At SUNY Cortland, Hammond realized he wanted to work with athletics for a living, and in any capacity. It first took him to Florida, where an internship with Ironman, which organizes triathlons of varying distances, confined Hammond to an office environment. Realizing it wasn’t quite for him, he explored opportunities getting paid to compete.

When that, too, didn’t pan out, he realized his organizational and management skills could bring active events into Syracuse. Towards the end of college, Foxenberg said Hammond began to realize that event and race organization was his calling.

After graduating, Hammond spent four years in the marketing department at Fleet Feet Sports. Then he established InStride Sports LLC, where he has the freedom to organize races, manage events and promote healthy living in the Syracuse area. Hammond also continues to work for Ironman, which allowed him to bring into the Syracuse area the Ironman 70.3—half the distance of a full Ironman Triathlon—and the IronGirl Triathlon, of which Syracuse “had a need for,” Hammond said.

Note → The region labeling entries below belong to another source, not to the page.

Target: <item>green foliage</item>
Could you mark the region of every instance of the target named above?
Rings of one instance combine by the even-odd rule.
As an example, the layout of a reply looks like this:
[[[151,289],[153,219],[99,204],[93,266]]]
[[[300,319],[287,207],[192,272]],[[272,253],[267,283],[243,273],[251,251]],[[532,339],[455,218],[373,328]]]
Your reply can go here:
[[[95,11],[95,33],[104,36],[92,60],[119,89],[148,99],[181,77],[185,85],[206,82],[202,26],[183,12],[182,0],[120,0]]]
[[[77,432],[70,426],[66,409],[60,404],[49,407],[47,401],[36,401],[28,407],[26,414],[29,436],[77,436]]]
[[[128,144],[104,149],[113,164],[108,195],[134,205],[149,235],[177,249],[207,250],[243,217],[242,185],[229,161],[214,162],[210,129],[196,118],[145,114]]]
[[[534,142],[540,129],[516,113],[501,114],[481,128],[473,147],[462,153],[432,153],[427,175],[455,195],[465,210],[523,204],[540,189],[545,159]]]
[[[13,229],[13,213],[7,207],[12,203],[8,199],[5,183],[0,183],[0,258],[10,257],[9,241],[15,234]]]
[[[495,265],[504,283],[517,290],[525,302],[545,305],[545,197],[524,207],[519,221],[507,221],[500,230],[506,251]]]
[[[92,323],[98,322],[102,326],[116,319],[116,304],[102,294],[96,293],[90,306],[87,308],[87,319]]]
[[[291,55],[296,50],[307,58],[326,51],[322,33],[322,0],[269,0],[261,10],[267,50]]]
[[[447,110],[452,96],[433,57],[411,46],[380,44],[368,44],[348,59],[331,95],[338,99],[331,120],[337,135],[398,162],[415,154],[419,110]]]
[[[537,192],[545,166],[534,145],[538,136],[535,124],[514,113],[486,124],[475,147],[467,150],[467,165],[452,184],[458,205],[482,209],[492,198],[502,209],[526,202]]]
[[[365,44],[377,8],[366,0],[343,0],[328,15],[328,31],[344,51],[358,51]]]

“Syracuse is sixth in the nation for triathlon clubs,” Hammond said. “And the Central New York Triathlon club is fourth in the nation in terms of size. It’s amazing. Those events could work.”

They work on several levels, Hammond said, because Syracuse is moving in the right direction in both health and economy. High-profile triathlons bring in competitive athletes, who can drive media and spectators to events and give everyone a sample of Syracuse.

“It’s really just finding it, and Syracuse is starting to find it,” Hammond said. “Young people are staying, and I can offer recreational events, things to do outside of work to keep you up year-round.”

Those year-round events feature the nationally branded Ironman triathlons, but Hammond emphasized how the half marathon influenced the community.

“It’s challenging but fun—more of a community event,” Hammond said. “People volunteer. We work with local businesses for sponsorships. And it brings people downtown.”

That positivity is contagious, Hammond said. He pointed to the increasing numbers of members in running and triathlon clubs and to the amount of people who came out to the Aug. 4 IronGirl Triathlon. Four years ago, only 700 people ran. But this year, 2,100 people participated in the race.

“My goal is to create a healthy lifestyle for Syracuse area in general,” Hammond said. “I want to show we do have a lot. The CNY region, we might fall in the Rust Belt, but the goal is to promote wellness and the area.”

Hammond hopes to organize about five events in 2014, up from the three he coordinated in 2013. The events will kick off March 22, 2014, with the Syracuse Half Marathon. The race, improved upon from its first incarnation last year, has been moved to Saturday, and will provide runners with a post-race after party featuring local brews and food.

“Community support—friends, business partners, volunteers. Especially volunteers,” Hammond said. There were more than one hundred volunteers at the IronGirl Triathlon this year; they staffed registration booths, monitored transition points, and directed traffic.

“This is a hobby, and if you love working in your hobby, it’s a completely different mindset,” Hammond said. “If people don’t donate their time race weekend, my job isn’t possible. So I can’t thank them enough.”